Dans l'immédiat, Hexagone a obtenu que la société de capital de risque spécialisée dans la construction, Third Eye Capital, reconduise son financement pour une autre année. Mais comme l'indique M. Bertrand, cela n'est pas suffisant pour assurer la pérennité de l'entreprise. «Une recapitalisation de 30 millions est nécessaire», a-t-il indiqué.

Quant à la possibilité de vendre Hexagone, le président du conseil d'administration reconnaît que le processus est enclenché. Des firmes étrangères ont entrepris des démarches qualifiées de sérieuses, bien qu'il n'y ait pas d'offres formelles pour l'instant. «Il y a toutefois des revues diligentes qui sont en cours pour certains actifs», a confirmé M. Bertrand.

L'entreprise Draganos est sur les rangs, tout comme la française Fayolle et la canadienne Aecon.
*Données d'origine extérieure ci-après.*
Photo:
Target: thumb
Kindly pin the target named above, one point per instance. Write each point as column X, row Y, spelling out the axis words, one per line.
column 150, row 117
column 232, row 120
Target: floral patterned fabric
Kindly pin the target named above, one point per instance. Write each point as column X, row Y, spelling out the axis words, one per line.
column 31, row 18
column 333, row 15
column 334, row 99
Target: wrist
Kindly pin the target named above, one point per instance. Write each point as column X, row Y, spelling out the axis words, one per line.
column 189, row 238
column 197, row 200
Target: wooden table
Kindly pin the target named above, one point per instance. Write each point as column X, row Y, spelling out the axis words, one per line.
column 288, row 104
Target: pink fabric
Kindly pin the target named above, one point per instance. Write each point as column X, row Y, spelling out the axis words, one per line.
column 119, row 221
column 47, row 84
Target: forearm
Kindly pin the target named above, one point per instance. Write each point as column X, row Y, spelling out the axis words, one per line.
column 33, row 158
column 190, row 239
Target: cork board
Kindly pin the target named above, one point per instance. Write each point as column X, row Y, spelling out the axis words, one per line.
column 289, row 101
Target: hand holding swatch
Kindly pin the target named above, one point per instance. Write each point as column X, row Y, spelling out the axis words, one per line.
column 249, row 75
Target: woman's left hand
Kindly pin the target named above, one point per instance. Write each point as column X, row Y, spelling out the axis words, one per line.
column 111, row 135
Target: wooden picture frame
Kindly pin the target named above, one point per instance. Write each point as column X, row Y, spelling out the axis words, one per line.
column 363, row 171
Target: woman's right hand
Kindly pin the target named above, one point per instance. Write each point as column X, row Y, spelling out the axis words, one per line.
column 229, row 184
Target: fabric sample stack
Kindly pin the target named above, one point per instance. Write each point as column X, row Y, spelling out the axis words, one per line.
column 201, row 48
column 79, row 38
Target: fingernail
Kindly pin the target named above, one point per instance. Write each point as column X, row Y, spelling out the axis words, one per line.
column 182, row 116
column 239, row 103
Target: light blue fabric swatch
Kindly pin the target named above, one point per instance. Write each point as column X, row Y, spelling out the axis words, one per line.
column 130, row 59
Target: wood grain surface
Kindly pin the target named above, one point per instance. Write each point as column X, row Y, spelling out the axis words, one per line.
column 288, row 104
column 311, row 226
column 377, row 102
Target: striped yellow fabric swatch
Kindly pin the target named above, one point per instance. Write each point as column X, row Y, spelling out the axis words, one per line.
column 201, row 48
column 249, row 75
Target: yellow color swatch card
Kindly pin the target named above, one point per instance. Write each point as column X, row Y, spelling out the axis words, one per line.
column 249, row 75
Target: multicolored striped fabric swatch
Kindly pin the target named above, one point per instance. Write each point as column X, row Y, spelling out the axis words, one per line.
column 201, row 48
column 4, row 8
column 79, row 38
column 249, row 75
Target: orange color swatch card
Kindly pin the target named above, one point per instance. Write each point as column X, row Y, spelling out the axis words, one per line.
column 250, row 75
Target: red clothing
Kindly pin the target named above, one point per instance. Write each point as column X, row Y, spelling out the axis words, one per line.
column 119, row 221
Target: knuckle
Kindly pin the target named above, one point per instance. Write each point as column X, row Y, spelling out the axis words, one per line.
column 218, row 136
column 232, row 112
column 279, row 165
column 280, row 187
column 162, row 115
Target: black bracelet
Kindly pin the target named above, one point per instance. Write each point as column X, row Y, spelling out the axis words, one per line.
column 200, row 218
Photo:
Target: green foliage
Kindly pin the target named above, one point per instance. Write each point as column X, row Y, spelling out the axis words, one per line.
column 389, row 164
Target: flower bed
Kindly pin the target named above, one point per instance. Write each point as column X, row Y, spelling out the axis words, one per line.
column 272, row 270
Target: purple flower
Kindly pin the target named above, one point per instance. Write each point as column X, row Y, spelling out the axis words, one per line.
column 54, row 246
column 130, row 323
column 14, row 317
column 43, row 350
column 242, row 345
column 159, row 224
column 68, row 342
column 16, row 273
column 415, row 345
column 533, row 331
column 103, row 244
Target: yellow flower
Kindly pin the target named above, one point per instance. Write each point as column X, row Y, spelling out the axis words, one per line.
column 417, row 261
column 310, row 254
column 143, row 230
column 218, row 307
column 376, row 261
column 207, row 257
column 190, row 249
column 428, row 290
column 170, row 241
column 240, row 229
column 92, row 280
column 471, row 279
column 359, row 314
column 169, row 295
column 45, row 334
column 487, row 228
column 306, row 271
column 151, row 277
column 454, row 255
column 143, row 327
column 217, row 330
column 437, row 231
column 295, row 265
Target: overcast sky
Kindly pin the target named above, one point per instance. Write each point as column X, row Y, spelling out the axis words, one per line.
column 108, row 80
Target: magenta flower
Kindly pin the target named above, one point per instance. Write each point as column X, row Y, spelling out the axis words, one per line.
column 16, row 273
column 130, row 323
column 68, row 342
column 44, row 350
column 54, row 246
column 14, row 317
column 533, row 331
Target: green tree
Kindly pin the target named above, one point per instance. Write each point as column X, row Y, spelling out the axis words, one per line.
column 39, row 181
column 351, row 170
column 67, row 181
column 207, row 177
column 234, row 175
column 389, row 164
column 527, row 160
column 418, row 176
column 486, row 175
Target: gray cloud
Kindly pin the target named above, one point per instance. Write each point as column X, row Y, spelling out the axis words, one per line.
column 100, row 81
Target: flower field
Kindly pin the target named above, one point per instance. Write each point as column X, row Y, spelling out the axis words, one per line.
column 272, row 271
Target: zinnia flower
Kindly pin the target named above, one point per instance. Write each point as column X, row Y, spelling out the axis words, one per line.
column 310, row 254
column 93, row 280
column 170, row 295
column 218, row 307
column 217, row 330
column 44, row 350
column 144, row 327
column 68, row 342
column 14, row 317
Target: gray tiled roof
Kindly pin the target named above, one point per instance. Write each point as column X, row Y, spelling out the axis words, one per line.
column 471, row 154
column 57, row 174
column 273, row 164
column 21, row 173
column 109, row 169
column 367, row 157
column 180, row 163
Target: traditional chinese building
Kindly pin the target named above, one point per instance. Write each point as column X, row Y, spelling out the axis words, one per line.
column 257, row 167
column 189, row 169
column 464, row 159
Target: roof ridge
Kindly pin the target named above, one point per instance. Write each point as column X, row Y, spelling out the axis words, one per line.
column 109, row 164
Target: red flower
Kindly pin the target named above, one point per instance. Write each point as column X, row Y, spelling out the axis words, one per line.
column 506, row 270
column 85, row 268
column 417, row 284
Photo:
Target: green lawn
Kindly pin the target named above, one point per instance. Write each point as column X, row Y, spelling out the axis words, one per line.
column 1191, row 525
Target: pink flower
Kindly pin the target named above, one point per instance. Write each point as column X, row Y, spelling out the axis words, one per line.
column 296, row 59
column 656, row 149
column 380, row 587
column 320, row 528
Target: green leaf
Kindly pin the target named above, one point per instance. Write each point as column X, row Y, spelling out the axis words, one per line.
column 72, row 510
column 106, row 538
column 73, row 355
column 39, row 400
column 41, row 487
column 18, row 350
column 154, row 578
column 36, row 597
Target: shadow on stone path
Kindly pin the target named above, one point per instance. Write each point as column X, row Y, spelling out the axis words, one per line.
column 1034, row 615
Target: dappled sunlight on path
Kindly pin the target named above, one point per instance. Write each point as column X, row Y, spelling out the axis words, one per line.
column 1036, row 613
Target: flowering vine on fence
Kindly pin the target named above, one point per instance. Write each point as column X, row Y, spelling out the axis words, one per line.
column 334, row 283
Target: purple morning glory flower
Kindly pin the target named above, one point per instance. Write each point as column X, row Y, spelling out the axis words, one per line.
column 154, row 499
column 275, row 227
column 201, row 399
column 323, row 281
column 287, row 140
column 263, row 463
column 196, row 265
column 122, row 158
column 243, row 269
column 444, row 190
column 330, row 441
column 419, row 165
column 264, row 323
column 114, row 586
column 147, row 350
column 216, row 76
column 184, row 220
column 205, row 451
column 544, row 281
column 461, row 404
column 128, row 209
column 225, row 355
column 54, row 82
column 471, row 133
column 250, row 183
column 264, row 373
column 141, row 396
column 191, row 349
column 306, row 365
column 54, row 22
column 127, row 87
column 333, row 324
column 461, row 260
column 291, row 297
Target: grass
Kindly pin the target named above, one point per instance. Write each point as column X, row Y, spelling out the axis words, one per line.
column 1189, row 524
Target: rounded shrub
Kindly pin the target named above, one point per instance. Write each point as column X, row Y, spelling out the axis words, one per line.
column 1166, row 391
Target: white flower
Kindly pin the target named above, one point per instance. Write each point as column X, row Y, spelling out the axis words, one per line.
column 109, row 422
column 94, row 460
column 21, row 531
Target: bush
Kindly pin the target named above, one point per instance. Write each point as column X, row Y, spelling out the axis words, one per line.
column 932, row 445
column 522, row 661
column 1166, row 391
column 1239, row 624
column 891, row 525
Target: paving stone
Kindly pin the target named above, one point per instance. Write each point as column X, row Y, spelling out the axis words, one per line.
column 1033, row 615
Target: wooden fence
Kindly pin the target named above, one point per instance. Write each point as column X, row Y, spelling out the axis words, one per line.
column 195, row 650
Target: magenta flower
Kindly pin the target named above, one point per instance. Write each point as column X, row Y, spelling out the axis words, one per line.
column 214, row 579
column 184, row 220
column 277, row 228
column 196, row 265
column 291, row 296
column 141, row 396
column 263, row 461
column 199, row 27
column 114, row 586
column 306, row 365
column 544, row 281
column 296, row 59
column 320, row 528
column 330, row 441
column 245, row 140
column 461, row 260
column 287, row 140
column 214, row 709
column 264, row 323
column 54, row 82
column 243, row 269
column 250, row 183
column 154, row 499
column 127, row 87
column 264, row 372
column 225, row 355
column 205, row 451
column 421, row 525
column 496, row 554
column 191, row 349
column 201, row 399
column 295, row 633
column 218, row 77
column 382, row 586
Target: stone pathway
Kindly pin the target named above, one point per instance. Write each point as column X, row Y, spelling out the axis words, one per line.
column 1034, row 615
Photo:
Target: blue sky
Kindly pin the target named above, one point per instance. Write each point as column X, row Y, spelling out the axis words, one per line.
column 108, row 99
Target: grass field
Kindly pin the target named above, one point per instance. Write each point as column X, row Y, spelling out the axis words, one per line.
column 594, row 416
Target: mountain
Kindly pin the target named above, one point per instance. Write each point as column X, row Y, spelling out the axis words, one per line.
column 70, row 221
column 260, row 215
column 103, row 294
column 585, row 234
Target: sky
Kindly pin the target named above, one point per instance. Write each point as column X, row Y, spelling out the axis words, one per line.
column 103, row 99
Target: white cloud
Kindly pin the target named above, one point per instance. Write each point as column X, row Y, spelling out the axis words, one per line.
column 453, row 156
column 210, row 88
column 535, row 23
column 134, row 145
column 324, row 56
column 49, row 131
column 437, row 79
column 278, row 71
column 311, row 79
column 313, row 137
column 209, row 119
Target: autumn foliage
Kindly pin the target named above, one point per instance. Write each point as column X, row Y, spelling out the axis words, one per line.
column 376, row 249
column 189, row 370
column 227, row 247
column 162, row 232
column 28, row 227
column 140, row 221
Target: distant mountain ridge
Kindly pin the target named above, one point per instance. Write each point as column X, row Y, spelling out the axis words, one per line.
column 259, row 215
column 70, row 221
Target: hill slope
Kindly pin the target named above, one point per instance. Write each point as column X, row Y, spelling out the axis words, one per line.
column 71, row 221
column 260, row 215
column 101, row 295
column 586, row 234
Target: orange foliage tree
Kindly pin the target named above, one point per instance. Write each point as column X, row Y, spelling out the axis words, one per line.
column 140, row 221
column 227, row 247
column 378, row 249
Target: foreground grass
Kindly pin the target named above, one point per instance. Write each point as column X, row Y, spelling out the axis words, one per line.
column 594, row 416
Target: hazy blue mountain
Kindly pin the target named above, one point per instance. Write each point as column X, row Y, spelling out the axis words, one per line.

Chacune d'elles a des visées sur un ou des éléments d'Hexagone. La société française Vinci s'est pointée plus tardivement mais voudrait avaler l'ensemble du groupe, a indiqué Mario Bertrand.

Maintien des emplois

Aucune entreprise québécoise ne s'est pointée jusqu'à maintenant. Mario Bertrand n'est guère surpris. Selon lui, la situation s'explique entre autres par un ralentissement général dans l'industrie. Il ajoute que les soumissions sont souvent au prix coûtant, et le gouvernement ne paie pas rapidement ses fournisseurs.

Au moment de mettre en vente certaines de ses entreprises qui allaient devenir Hexagone, Tony Accurso avait, dans un geste rarissime, pris la parole publiquement. Il avait mentionné à La Presse qu'il allait «tout faire pour que ça reste au Québec».

Ainsi, comme le révélait La Presse plus tôt cette semaine, M. Accurso a soutenu discrètement Joël Gauthier pour qu'il achète ses actions dans Hexagone. Cela s'est fait par l'entremise de l'une de ses entreprises. Une copie du chèque de 166 667 $ encaissé par M. Gauthier l'atteste.

Ce document a été transmis de façon anonyme à Hexagone, en juin dernier. Hexagone l'a remis à l'Autorité des marchés financiers (AMF). Ni les administrateurs ni les actionnaires n'étaient au courant du lien d'affaires entre MM. Gauthier et Accurso, selon ce qu'affirme Mario Bertrand. Cet élément a d'ailleurs permis à Hexagone de voir son accréditation maintenue pour continuer à brasser des affaires avec les organismes publics et le monde municipal.

Mario Bertrand a indiqué que la vente d'Hexagone ne signifierait pas pour autant le départ vers l'étranger. «C'est hors de question. Notre préoccupation, c'est le maintien des jobs ici. [...] Les employés constituent la force d'Hexagone, de même que son parc d'équipements», a-t-il précisé.

Hexagone pourrait être fixée sur son avenir à la fin de l'été.